Neler yaptık bir düşünelim... İlkbahar ve yaz tıngır mıngır geçti pek bir şey anlamadan... Her şey aynı, her şey bildikti o aralar. Sonra yazın son ayında ben kendi kişisel devrimimi gerçekleştirip iş hayatına geri döndüm :) Sanki hiç ara vermemiş, haftasonu tatiline girmiş gibi hissettim kendimi yeniden çalışmaya başlayınca. Bu da demek ki bisiklete binmek gibi birşeymiş. Ne kadar ara verirsen ver hemen hatırlıyorsun işte...

Ben işe dönmemin zincirleme sonuçları oldu elbet. İlk domino etkisi Eren'in hayatında kendini hissettirdi ve ikinci okul seferini başlattı. Birincisi pek kısa sürdüğü için burada bahsetmemiştim bile. Ama bu kez ailecek daha hazırlıklıydık olası tepkilere, ana-baba olarak da gardımızı almıştık ki şükür korkulan olmadı, Eren bir kez bile itiraz etmeden güzel güzel alıştı okuluna. Bu çocuk milleti ne tuhaf... Bir yıl önce gitmemek için her gün ağlıyordu, bu kez (gerçi başka bir okul ama) ilk günden itibaren sorunsuz okuluna gidiyor. Neyse maşallah diyelim...
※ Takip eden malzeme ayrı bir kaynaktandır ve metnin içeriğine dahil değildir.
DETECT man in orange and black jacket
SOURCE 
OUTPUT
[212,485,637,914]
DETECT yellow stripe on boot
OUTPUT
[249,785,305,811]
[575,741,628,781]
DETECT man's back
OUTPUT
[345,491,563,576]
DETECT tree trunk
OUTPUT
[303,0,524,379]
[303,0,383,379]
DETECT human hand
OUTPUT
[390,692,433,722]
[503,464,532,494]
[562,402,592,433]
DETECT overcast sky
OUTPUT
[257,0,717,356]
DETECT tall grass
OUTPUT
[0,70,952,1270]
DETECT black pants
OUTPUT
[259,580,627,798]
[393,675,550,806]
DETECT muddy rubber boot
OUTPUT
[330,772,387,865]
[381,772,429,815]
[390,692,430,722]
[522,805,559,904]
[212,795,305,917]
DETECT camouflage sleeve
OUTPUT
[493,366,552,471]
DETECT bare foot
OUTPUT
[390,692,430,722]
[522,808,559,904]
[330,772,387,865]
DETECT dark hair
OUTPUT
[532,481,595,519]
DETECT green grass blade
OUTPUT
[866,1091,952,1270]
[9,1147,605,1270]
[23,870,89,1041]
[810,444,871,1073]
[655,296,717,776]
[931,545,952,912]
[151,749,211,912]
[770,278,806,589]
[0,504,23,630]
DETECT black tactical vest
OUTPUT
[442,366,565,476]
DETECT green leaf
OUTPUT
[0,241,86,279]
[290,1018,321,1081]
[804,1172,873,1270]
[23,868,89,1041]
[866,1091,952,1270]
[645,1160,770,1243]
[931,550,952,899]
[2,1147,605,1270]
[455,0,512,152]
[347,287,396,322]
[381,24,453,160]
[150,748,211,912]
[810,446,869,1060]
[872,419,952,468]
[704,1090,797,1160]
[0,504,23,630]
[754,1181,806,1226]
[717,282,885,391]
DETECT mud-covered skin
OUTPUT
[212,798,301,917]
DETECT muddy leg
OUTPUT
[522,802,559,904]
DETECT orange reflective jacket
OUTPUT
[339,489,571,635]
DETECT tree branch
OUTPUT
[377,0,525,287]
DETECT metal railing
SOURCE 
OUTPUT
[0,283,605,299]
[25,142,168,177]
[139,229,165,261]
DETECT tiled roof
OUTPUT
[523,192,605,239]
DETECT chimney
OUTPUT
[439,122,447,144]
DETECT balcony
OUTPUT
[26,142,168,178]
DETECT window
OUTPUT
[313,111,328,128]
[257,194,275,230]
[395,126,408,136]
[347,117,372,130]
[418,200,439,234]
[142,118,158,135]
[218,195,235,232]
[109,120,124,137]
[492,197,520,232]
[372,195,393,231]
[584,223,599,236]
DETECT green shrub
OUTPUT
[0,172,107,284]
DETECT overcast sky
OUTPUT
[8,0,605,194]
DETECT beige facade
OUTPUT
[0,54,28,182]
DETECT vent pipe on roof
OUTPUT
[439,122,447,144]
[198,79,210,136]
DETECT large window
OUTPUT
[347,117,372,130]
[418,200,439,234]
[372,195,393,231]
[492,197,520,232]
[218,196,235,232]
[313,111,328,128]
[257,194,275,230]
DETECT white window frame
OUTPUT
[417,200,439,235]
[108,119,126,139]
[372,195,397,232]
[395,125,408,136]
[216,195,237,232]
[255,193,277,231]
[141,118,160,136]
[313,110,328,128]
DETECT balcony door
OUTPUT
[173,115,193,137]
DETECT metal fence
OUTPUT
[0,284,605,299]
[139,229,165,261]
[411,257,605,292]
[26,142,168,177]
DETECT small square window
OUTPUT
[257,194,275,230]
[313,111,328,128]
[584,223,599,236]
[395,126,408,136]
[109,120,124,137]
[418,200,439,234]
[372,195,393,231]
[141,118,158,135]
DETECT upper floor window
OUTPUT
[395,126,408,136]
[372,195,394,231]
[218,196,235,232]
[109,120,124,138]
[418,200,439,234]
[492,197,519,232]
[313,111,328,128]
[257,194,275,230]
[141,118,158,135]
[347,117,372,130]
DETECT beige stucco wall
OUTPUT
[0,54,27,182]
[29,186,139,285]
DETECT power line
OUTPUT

İşte yukarıdaki resim de okulda çekildi. Okula gelen "Kraker"le yaptığı küçük gezintiden... Eren gerçi Kraker'le daha önceden taa Ramazan Panayırı'ndan tanışıyordu. Hoş bir tesadüf eseri Eren'in okuluna gelen atlar da Kraker ve Badem olmasın mı? Bizimkisinde bir sevinç bir heyecan... Diğer arkadaşları biraz daha mesafeli dururken hemen binmeye çalışmalar filan...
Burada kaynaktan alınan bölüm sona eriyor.